Time: Teens really do need extra sleep
But even the best choices, inside or outside of the classroom, will do little good if a teen is too tired. Levine recommends that parents set up a daily schedule at home and stick to it. Instead of telling a teen he can watch television after he does his homework, try saying, "First, spend two hours every evening on brain work. After that, you can watch TV." Early research indicates that too many timed deadlines, at school or at home, reward impulsive behavior and do little to accentuate the frontal lobes and develop other crucial areas of the teen brain.

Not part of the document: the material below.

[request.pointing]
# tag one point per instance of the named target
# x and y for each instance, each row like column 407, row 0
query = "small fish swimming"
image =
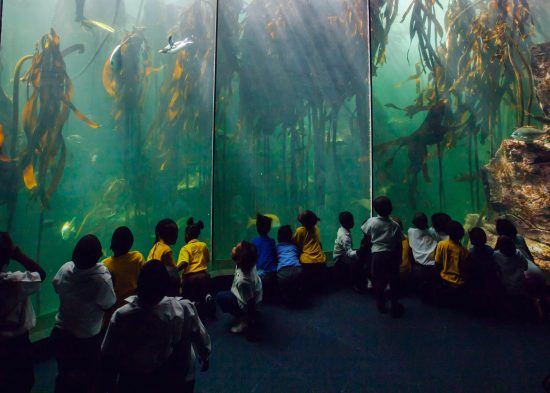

Melatonin, an important brain chemical, can wreak havoc in an adolescent's world. Melatonin helps make us drowsy, and in teens it's secreted later at night. Sleep specialist Mary Carskadon, professor of psychiatry and human behavior at Brown University, says such changes in melatonin production push teens to stay up later. Her surveys and field studies show that teens average 7 1/2 hours of sleep a night. She maintains that for brain development, nine hours should be the goal. "Most teens are very sleep-deprived," Carskadon says. "That's when problems in the development of the frontal cortex and many of those synapses emerge. We are only now learning about the [effect] of sleep on learning and memory. And what's more important during adolescence than learning and memory?"

Parents: You can help new brain cells connect
In childhood, brain cells grow quickly, like new stalks on a plant. As adolescence accelerates, there's an overabundance of new connections in the brain. As teens mature, some connections are pruned away, increasing the brain's efficiency. The chance to help shape this pruning makes parents more crucial, not less. "This is a sensitive time, when feelings are becoming linked with rational thought," Dahl says. "The stakes are very high, and parents need to feel that it's OK to be monitoring what their adolescents are doing." When Strauch was researching her book, Primal Teen, she often brought her two teens along. As a result, she found herself more empathic. "There's so much going in the brain, and it should give us hope," she says. "We should not really give up on any kid. They may be sitting in a lump and sleeping until noon and have pink hair, but there are all kinds of changes going on under that pink hair.”